IKHALIIL
WW3 ENJOYER

Kenyan khat farmers halt exports to Somalia, demand higher prices
Mogadishu (HOL) — Kenyan khat farmers have suspended exports to Somalia, escalating a pricing dispute that has left Mogadishu's bustling khat markets shuttered for nearly a week. The farmers, frustrated with what they describe as exploitative pricing, demand that exporters pay an additional 300...
Thursday February 13, 2025
Mogadishu (HOL) — Kenyan khat farmers have suspended exports to Somalia, escalating a pricing dispute that has left Mogadishu's bustling khat markets shuttered for nearly a week. The farmers, frustrated with what they describe as exploitative pricing, demand that exporters pay an additional 300 Kenyan shillings (Ksh) per kilogram and enforce a minimum payment of Ksh 200,000 per bag for the premium "Grid" variety of khat.
The boycott threatens to disrupt the khat supply chain, which serves Somalia's insatiable appetite for the stimulant. Despite khat selling for up to Ksh 5,700 per kilogram in Mogadishu, Kenyan farmers argue they receive Ksh 300—an imbalance they say enriches intermediaries and transporters at their expense.
"We cannot sustain farming under these conditions when everyone in the supply chain profits except us," said Karuiru, chairman of the Kenyan Khat Farmers Association. He stressed that the cost of transporting khat to Mogadishu surpasses Ksh 3,000 per kilogram, yet farmers struggle with razor-thin margins. "All we're asking for is an additional Ksh 1,000 per kilogram to secure a fair deal."
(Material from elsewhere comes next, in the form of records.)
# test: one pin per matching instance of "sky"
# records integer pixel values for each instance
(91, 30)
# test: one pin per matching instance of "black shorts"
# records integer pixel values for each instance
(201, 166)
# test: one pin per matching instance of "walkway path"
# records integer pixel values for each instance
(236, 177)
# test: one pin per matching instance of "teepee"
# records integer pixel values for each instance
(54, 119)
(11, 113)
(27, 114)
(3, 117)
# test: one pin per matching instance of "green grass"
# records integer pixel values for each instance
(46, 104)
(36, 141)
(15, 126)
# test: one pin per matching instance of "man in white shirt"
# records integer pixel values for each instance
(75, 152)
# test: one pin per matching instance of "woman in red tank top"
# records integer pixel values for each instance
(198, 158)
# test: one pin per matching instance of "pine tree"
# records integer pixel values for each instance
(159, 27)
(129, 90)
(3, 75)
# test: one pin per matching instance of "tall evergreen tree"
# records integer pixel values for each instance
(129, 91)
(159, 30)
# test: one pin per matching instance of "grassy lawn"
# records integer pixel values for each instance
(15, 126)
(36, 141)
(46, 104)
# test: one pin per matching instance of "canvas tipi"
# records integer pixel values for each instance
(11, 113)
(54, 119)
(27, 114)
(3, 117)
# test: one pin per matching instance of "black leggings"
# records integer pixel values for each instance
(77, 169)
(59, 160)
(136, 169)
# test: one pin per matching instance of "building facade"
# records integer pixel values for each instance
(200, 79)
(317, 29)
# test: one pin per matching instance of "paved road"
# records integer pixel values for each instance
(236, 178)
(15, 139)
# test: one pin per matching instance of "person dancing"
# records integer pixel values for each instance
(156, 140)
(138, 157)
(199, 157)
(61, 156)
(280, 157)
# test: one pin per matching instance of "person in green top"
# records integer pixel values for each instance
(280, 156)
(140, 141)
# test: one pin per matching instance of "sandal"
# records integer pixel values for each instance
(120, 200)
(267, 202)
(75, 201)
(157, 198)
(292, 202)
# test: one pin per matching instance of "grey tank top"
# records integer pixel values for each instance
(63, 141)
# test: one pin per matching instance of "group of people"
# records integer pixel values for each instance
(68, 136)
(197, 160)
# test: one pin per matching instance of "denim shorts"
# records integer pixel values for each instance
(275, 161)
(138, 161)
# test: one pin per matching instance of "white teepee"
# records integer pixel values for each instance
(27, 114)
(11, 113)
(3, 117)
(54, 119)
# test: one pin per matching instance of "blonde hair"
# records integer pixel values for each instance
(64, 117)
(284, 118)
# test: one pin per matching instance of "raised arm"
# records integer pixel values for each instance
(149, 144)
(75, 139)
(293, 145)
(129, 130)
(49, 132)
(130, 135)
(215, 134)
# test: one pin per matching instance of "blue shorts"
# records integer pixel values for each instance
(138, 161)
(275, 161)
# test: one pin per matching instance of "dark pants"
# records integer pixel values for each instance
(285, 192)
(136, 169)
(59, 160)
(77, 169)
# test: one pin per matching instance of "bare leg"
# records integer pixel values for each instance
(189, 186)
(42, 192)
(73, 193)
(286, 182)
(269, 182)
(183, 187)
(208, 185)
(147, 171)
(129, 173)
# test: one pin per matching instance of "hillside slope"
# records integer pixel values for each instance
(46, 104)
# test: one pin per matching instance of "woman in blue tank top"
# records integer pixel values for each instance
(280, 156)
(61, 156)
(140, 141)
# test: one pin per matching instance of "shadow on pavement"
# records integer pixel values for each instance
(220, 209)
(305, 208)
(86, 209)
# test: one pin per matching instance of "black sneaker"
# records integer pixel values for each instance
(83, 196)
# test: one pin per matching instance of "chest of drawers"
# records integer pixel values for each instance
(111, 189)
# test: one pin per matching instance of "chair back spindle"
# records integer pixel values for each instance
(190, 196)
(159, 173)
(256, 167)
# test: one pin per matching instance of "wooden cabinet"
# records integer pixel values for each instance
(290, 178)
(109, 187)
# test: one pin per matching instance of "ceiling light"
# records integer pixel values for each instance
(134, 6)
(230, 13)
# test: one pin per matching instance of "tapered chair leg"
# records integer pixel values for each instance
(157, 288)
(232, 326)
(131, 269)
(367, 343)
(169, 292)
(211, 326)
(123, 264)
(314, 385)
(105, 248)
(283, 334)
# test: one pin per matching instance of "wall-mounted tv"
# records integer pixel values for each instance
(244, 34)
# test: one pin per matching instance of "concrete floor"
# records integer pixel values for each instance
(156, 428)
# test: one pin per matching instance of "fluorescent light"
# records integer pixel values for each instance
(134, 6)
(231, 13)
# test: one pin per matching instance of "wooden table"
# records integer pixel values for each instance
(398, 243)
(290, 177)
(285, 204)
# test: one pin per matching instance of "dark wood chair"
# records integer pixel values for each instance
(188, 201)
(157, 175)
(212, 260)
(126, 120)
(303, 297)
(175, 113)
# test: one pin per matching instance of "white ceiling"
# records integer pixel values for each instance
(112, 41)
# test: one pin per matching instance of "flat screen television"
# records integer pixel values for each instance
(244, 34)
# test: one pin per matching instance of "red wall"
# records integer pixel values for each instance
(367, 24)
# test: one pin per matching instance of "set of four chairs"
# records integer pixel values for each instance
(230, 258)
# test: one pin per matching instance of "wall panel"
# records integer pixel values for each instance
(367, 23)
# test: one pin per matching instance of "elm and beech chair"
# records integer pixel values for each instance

The standoff's impact is already felt in Somalia, where traders accuse the government of maintaining policies that favour select importers while leaving local sellers to grapple with soaring costs. In mid-January, Somali female traders staged protests in Mogadishu against high taxation on Kenyan khat, claiming it was eroding their profits.
Kenya's Agriculture and Food Authority (AFA) has acknowledged the farmers' grievances. The agency's Khat Pricing Committee has met with industry stakeholders and is weighing a revised pricing framework. Committee chairman James Mithika confirmed that discussions include the introduction of a guaranteed minimum price of Ksh 700 per kilogram in the dry season and Ksh 500 per kilogram in the rainy season.
Adding another layer to the controversy, Kenyan farmers point to an illegal levy of USD 4.5 per kilogram allegedly imposed by a "cartel" at Jomo Kenyatta International Airport (JKIA). They claim this hidden cost is undermining farm-gate prices while inflating Mogadishu's retail rates.
The farmers have vowed to continue their protest, even as negotiations unfold, signalling further supply chain disruptions unless a resolution is reached.